= Prancercise =

Holistic fitness method

Prancercise is a holistic fitness method based on "a springy, rhythmic way of moving forward" created by Joanna Rohrback. It has been compared to the low-impact aerobics popularized by 1980s workout videos.

Many parodies, which have accumulated hundreds of thousands of views, were created in reaction to a Prancercise video Rohrback uploaded to YouTube.

==History==

Screenshot from "Prancercise: A Fitness Workout"

Joanna Rohrback graduated from Florida Atlantic University with a bachelor's degree in Health Services in 1978. Around 1989 she became a "committed exercise devotee", regularly working out on the Boardwalk in Hollywood Beach, Florida. One morning, Rohrback began "nearly dancing" while power walking, which she cites as the inspiration for prancercise. Later that year, she created the first video to feature the routine entitled “Funky Punky’s Prancercise Program.” She coined the term to elicit the “strength and beauty of a horse.”

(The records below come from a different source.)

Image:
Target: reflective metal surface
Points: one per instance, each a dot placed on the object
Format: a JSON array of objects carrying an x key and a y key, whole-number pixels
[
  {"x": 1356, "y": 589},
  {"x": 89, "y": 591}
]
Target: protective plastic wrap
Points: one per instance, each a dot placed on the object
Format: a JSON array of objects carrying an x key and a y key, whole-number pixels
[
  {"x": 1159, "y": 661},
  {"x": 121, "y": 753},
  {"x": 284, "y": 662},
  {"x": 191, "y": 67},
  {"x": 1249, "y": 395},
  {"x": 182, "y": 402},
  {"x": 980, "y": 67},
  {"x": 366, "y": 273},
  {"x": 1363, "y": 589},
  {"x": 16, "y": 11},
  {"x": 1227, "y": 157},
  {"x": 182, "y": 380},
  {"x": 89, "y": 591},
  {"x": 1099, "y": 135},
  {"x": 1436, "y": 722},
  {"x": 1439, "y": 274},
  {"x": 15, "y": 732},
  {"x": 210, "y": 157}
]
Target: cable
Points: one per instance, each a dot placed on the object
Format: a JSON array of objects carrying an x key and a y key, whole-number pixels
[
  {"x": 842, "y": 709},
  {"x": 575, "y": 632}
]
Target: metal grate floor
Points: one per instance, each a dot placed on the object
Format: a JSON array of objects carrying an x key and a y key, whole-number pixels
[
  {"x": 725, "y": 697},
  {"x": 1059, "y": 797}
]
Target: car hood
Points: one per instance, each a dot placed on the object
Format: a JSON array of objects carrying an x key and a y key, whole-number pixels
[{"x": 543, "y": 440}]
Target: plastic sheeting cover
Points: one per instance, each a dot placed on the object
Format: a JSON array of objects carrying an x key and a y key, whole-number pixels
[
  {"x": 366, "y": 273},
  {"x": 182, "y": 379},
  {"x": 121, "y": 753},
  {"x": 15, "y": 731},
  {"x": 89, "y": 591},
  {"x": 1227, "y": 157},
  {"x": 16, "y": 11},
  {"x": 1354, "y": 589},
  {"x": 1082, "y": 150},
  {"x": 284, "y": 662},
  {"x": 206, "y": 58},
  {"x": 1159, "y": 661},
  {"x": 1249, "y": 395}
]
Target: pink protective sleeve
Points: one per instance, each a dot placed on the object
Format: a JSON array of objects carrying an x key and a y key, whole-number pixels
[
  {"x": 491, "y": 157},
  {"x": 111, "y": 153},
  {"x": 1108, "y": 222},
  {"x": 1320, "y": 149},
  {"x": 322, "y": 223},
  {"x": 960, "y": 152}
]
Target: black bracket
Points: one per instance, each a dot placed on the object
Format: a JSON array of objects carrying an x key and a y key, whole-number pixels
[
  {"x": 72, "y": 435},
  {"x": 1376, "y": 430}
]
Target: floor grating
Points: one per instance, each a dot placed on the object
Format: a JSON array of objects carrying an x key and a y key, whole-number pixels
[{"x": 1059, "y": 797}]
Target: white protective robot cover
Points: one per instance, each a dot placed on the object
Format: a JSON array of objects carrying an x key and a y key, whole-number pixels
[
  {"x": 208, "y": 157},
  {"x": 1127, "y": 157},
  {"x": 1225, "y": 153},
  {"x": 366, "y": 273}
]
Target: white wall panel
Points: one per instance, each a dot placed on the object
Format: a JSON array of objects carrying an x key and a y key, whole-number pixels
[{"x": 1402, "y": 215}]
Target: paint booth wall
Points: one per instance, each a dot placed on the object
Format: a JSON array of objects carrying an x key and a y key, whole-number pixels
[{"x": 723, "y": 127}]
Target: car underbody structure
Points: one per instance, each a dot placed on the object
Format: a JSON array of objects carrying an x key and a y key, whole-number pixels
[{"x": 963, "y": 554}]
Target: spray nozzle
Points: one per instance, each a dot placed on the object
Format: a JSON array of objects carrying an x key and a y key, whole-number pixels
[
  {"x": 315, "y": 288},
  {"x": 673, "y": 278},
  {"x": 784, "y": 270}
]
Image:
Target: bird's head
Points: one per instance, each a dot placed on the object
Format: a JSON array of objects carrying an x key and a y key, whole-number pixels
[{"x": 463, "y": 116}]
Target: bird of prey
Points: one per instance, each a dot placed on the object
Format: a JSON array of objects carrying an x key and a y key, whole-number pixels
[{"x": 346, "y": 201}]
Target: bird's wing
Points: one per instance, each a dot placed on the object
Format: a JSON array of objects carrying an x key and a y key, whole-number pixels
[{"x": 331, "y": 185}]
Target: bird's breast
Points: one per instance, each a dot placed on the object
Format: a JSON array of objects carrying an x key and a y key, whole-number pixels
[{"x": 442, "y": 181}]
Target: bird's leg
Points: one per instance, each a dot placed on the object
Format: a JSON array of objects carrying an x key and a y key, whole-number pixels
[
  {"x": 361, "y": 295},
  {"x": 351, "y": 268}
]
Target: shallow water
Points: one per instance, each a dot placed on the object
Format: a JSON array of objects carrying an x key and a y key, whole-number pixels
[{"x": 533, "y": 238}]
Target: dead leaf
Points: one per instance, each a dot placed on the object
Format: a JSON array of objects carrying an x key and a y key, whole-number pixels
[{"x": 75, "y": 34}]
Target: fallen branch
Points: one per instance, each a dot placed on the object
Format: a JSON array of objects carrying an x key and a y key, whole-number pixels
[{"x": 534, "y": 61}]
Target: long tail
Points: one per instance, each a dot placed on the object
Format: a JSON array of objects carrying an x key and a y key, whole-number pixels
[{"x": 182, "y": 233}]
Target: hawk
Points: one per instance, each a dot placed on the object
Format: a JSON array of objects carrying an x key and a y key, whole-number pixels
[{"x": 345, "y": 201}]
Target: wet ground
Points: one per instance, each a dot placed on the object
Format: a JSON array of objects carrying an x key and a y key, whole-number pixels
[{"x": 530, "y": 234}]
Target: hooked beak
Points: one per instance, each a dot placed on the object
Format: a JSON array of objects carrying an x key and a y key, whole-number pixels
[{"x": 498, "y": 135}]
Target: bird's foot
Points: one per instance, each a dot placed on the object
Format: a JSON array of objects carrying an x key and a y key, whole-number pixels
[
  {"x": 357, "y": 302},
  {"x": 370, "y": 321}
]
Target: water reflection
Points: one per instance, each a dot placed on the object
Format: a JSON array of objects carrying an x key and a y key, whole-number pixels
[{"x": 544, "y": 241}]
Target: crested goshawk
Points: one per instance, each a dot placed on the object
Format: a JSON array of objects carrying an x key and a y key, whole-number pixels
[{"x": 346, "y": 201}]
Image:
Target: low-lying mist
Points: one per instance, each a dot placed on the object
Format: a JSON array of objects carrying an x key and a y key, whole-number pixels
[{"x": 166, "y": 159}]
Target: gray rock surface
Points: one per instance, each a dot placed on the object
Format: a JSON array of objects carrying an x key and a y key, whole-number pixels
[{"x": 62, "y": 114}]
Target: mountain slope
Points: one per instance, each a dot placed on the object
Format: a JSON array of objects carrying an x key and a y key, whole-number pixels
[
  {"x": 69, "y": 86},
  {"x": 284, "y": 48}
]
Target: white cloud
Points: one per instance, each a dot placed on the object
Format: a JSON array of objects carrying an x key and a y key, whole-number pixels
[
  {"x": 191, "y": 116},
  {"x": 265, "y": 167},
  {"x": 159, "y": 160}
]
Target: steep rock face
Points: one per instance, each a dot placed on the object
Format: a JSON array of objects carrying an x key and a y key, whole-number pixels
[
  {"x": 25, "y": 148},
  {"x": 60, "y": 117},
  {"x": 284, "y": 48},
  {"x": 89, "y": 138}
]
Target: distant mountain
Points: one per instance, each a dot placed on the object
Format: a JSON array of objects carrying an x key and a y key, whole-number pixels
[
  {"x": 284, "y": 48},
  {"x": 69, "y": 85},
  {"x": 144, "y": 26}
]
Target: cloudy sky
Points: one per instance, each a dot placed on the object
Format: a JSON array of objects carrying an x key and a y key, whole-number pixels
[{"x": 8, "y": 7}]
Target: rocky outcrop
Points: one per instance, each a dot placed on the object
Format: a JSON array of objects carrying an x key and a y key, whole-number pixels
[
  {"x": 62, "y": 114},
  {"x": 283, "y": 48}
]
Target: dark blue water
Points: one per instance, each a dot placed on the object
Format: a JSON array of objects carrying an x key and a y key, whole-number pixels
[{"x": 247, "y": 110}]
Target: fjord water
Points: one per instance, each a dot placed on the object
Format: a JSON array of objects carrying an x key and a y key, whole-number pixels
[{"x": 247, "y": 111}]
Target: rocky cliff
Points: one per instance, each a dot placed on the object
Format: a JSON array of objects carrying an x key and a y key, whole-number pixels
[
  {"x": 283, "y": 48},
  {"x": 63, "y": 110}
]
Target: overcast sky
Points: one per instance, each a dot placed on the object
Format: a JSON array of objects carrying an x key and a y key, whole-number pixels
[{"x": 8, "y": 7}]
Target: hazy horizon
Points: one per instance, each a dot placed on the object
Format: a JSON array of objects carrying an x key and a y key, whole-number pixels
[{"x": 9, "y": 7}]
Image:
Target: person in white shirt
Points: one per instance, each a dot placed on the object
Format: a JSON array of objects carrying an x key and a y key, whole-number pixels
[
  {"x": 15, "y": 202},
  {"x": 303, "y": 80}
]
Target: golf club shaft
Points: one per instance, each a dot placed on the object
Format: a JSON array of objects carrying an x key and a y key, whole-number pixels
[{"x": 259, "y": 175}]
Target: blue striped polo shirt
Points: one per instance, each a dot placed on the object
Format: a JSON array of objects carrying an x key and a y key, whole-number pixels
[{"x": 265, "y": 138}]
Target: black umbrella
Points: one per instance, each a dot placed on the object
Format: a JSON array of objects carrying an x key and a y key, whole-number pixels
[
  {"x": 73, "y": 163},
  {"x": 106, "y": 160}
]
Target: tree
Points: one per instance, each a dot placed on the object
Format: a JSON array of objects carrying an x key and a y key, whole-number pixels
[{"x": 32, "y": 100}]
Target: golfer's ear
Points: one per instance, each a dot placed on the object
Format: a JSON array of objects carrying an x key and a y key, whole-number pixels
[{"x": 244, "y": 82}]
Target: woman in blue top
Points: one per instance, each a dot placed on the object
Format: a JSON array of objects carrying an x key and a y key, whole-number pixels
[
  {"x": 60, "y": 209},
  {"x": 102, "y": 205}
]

In 1994, Rohrback wrote a book about prancercise but couldn't find a publisher. Then, Rohrback became her mother's live-in caregiver. In 2004, after her mother died, Joanna also began to suffer from severe health complications. She was unable to Prancercise for almost nine years.

By her 60th birthday, Joanna Rohrback was able to prancercise once again. On Thanksgiving Day 2012, Rohrback successfully completed a 5k entirely in Prancercise. In December of that year she self-published her manuscript titled, “Prancercise: The Art of Physical and Spiritual Excellence.” Christmas Day of the same year, she uploaded a YouTube video featuring her fitness routine. The video went viral with over 10 million views and has attracted international attention.

==In popular culture==

Prancercise has also been the subject of negative attention, much of it mocking the regimen.

In May 2013, Joanna Rohrback demonstrated Prancercise to Al Roker and Natalie Morales on The Today Show.

In July 2013, she starred in the official music video for John Mayer's hit single Paper Doll.

In September 2013, she appeared in a promotional video for Wonderful Pistachios and e-cigarette brand Bull Smoke. She also appeared on the Comedy Central show Tosh.0 with Daniel Tosh and The Steve Harvey Show.

In October 2013, she appeared on The Dr. Oz show.

In November 2013, she appeared on South Beach Tow.

In December 2013, she was named the Surprise Star of the Year by the CNBC and appeared in YouTube's 2013 Rewind Mashup video, which has garnered over 15 million views in less than 48 hours.

In 2013 Joanna Rohrback and prancercise appeared on South Beach Tow where Joanna's car was repossessed and she taught prancercising to Tremont Towing dispatcher Dave Kosgrove who used it to help repossess a car.

In March 2014 Joanna Rohrback appeared in the popular TV show Glee as one of the judges at Nationals.

In November 2017, the YouTube channel Jontron made a review of the workout video.